Вере хотелось сказать, что все это зря, отвечать она не намерена, но говорить так офицеру не следовало, пусть видит, что она ослабела, ни одного слова произнести не может. Да и действительно, губы не подчинялись ей, она погружалась в забытье и только громкий голос вновь и вновь возвращал ее к действительности… А может, это не офицер, может, это отец Клары — инженер, приезжавший из Германии строить Кемеровскую ГРЭС? И Вера с подружками-шестиклассницами слушает его, изучает немецкую речь? Главное — произносить правильно…

Резкая боль заставила ее вскрикнуть. Открыв глаза, увидела занесенный кулак в кожаной перчатке. Снова вспышка боли — показалось, что летит куда-то вниз, в черноту.

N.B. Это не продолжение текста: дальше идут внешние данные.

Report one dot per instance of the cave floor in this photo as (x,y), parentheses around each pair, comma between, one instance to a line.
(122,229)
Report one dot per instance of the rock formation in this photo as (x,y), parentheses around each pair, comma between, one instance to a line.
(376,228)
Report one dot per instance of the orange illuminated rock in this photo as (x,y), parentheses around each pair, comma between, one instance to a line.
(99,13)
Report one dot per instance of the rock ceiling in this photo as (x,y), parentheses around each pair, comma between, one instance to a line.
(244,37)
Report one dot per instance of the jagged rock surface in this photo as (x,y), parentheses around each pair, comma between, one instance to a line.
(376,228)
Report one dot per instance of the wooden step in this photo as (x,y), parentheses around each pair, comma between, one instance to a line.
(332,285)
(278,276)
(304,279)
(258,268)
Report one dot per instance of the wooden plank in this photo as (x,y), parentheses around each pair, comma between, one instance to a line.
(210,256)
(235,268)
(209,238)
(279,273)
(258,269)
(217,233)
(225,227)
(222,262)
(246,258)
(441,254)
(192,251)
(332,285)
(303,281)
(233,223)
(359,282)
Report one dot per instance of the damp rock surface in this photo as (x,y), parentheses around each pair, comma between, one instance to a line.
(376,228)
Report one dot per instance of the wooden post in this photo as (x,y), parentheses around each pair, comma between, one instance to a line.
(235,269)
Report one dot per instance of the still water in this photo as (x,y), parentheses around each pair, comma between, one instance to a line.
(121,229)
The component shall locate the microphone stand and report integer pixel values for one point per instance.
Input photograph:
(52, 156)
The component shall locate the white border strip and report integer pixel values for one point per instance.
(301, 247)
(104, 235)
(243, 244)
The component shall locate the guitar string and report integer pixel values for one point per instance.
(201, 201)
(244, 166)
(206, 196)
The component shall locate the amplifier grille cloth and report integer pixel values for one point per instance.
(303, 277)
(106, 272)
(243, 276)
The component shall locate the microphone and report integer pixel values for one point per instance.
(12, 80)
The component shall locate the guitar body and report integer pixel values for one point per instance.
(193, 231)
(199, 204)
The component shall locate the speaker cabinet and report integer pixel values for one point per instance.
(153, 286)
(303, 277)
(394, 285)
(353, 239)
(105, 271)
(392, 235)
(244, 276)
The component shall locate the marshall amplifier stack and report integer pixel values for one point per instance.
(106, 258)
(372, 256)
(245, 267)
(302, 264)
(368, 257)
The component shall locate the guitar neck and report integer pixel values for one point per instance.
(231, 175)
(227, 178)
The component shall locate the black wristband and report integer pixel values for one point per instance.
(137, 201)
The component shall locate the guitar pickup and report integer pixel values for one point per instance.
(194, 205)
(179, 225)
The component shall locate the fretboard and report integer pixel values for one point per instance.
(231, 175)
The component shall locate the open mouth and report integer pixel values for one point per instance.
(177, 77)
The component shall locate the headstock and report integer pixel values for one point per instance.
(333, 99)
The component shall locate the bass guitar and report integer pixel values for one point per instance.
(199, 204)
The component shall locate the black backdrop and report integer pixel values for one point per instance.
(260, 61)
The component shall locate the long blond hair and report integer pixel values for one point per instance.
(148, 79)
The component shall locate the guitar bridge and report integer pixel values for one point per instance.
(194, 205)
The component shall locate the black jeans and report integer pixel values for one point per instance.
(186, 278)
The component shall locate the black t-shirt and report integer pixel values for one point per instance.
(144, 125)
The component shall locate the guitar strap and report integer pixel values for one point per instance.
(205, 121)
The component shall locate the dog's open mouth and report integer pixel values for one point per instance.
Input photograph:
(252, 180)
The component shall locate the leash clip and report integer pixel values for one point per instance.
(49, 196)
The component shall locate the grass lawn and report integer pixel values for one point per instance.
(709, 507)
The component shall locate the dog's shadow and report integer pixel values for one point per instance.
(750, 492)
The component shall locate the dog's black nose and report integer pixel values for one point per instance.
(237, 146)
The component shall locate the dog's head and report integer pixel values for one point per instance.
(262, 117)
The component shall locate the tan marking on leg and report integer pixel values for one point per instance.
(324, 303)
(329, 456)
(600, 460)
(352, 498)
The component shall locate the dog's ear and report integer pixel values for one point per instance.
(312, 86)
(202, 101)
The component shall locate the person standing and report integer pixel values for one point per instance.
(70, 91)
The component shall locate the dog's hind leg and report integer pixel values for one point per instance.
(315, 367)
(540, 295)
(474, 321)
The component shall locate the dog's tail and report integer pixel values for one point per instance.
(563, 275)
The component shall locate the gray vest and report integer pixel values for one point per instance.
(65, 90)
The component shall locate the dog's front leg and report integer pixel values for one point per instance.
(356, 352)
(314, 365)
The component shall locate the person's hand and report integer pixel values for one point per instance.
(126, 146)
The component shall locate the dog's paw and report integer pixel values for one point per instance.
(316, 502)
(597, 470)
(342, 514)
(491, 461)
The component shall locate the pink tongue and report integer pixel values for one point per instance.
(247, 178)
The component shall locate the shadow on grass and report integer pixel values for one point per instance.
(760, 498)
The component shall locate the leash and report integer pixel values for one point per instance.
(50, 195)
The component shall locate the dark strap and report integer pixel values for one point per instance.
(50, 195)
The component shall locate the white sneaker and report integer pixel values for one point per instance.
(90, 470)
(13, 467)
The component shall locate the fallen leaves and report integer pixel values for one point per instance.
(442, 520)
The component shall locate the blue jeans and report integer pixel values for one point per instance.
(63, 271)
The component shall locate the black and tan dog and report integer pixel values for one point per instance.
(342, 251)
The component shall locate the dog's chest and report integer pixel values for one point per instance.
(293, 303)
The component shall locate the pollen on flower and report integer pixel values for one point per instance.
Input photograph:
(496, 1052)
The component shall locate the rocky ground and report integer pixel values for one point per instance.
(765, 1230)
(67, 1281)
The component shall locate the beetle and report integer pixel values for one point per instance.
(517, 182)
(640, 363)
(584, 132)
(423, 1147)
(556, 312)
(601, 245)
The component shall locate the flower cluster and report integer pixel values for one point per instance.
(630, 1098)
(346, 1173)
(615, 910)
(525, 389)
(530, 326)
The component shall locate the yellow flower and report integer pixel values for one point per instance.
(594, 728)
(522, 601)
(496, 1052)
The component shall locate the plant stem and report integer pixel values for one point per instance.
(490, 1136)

Офицер, разозленный молчанием партизанки, несколько раз ударил ее, сбросил с лавки. Пнув сапогом, перевернул лицом вверх. Девушка была в обмороке. Офицер подождал, глядя, как возится с ней фельдшер. Спросил:

— Надолго?

— Боюсь, что да. Большая потеря крови.

Офицер выругался и вышел. Полумертвая — чего от нее добьешься? А песенка ее спета — завтра казнь.

Минула Веру горькая чаша, избежала она издевательства садистов, зверевших от беззащитности жертв. Немецкий фельдшер, человек средних лет, сам оставивший дома двух дочек, старался, как мог, облегчить ее страдания. Принес откуда-то матрац и подушку. Истопил печку, напоил кофе.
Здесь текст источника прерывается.